Sciencemadness Discussion Board

Equilibration, Intramolecular/Hamiltonian energy

aplrt - 24-11-2010 at 11:56

I was wondering if someone here could help with the physical interpretation of my data. I have performed a molecular dynamics simulation and calculated/plotted the intramolecular energy and the Hamiltonian energy (total energy including my 'heatbath') during the equilibration stage. Why is the Hamiltonian energy decreasing over time, whereas the intramolecular energy is increasing ? I was told that this has something to do with the total energy remaining constant, but I couldn't fully grasp the explanation.

Also, what happens if the intramolecular potential energy is 'too small' or 'too large' ?

Thanks for any help.

[Edited on 24-11-2010 by aplrt]

[Edited on 24-11-2010 by aplrt]

watson.fawkes - 24-11-2010 at 13:03

Quote: Originally posted by aplrt  
I was wondering if someone here could help with the physical interpretation of my data. I have performed a molecular dynamics simulation and calculated/plotted the intramolecular energy and the Hamiltonian energy (total energy including my 'heatbath') during the equilibration stage. Why is the Hamiltonian energy decreasing over time, whereas the intramolecular energy is increasing ? I was told that this has something to do with the total energy remaining constant, but I couldn't fully grasp the explanation.
There's barely enough information to say much anything at all here, really, except a few generalities.

One thing is immediately obvious to me, though. If you have a heat bath, it's not part of your Hamiltonian function. A heat bath is a term of art for a constant temperature reservoir that can source or sink arbitrary amounts of heat energy. Its energy is not bounded. Each value of the Hamiltonian is bounded; that's what it means to be a function. So your heat bath is not represented in that function.

With that problem out of the way, if your Hamiltonian function is decreasing, that means that the system is losing energy to its environment.
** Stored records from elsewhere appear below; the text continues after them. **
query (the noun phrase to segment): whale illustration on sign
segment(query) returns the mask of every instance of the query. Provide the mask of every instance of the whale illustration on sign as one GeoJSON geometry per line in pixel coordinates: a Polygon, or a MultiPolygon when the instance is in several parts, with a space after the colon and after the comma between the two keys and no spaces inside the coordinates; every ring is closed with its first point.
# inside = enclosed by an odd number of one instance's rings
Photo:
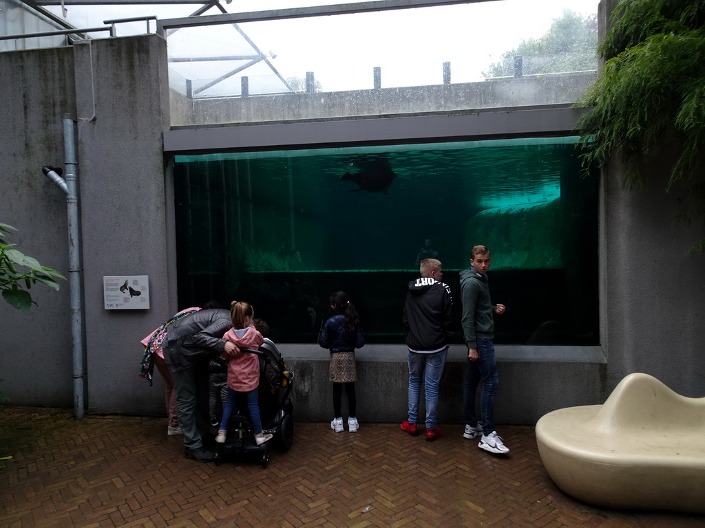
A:
{"type": "Polygon", "coordinates": [[[396,177],[396,175],[394,174],[387,160],[372,160],[357,165],[360,168],[357,172],[355,174],[345,172],[341,176],[341,181],[352,182],[357,184],[357,189],[351,189],[350,191],[367,191],[388,194],[387,190],[396,177]]]}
In other words, your reaction is exothermic. Non-constant Hamiltonians are typical for non-adiabatic processes.

If your intramolecular energy is increasing, it means that your enthalpy is increasing, assuming constant pressure and volume, not that I should really assume that, given that you didn't say anything about either.

Now it's mighty unusual to have both enthalpy increase and an exotherm if you start at the equilibrium temperature, which leads me to believe that your reactants are starting effectively above that temperature, or in some other non-generic initial condition you haven't stated.
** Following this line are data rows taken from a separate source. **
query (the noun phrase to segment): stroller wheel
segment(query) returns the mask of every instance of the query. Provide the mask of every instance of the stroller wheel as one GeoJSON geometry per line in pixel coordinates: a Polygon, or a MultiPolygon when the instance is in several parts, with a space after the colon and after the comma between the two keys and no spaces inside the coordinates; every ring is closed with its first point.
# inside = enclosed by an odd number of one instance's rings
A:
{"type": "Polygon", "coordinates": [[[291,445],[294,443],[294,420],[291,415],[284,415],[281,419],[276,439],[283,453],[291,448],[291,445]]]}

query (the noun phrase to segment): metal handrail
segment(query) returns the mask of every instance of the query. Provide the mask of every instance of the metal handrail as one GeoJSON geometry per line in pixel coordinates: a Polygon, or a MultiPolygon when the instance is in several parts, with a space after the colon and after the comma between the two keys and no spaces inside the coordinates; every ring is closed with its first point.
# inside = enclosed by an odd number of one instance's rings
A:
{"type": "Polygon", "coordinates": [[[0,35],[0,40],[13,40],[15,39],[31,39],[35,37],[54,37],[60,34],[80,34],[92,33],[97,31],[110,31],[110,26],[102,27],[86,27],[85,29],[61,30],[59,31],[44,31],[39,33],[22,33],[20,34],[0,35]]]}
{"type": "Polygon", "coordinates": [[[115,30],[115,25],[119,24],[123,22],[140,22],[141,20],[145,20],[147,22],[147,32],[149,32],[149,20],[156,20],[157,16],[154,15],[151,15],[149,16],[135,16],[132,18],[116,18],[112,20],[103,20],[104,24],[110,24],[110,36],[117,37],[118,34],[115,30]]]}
I'm giving you the benefit of the doubt that the simulation is sound in the first place. This may well be overgenerous, given how little you've said about it.

aplrt - 24-11-2010 at 13:26

Thank you for your reply. Unfortunately it was not of much help, as I had apparently not described the simulation well enough. I had omitted the information as I was hoping for a general relation, but here goes.

The simulation is not of a reaction, it was simply a simulation of water molecules, with an initial configuration that I've gradually relaxed through equilibration. This was a microcanonical ensemble (i.e. fixed NVE), where I have also held the temperature constant by velocity scaling followed by the Nosé-Hoover method in the second equilibration step (which is the one of relevance to this question).

This is what I have been told: "Remember that the Hamiltonian is the total energy of the system including the 'heat bath' ".

watson.fawkes - 24-11-2010 at 13:46

Quote: Originally posted by aplrt  
This is what I have been told: "Remember that the Hamiltonian is the total energy of the system including the 'heat bath' ".
Then you'll have to explain what's going on, because it makes no mathematical sense. It might be something in the software itself.

aplrt - 24-11-2010 at 14:07

I assume it has to do with the software - this is actually the only 'definition' of the Hamiltonian mentioned in the instructions. If we say like this, ignoring what they have named it, the Hamiltonian in the software is the "total energy of all particles and the heat bath". I have been asked to describe how the Hamiltonian is behaving during equilibration, I can see that it's decreasing and would like to know why (taking into account that the intramolecular energy is increasing). In the very vague explanation I was given, the atoms are initially vibrating with a low energy. The 'temperature' of the vibration increases due to the input from the kinetic energy, resulting in that other degrees of freedom in the system should decrease in temperature over time in order to maintain constant energy. I'm not even sure if this explanation is accurate, but does it make sense ?

watson.fawkes - 24-11-2010 at 16:10

Quote: Originally posted by aplrt  
I assume it has to do with the software - this is actually the only 'definition' of the Hamiltonian mentioned in the instructions. If we say like this, ignoring what they have named it, the Hamiltonian in the software is the "total energy of all particles and the heat bath".
I can't really help you. There is no such thing as the total energy of a heat bath. I don't know what this software is actually doing, nor what they think they mean by their Alice in Humptyland terms.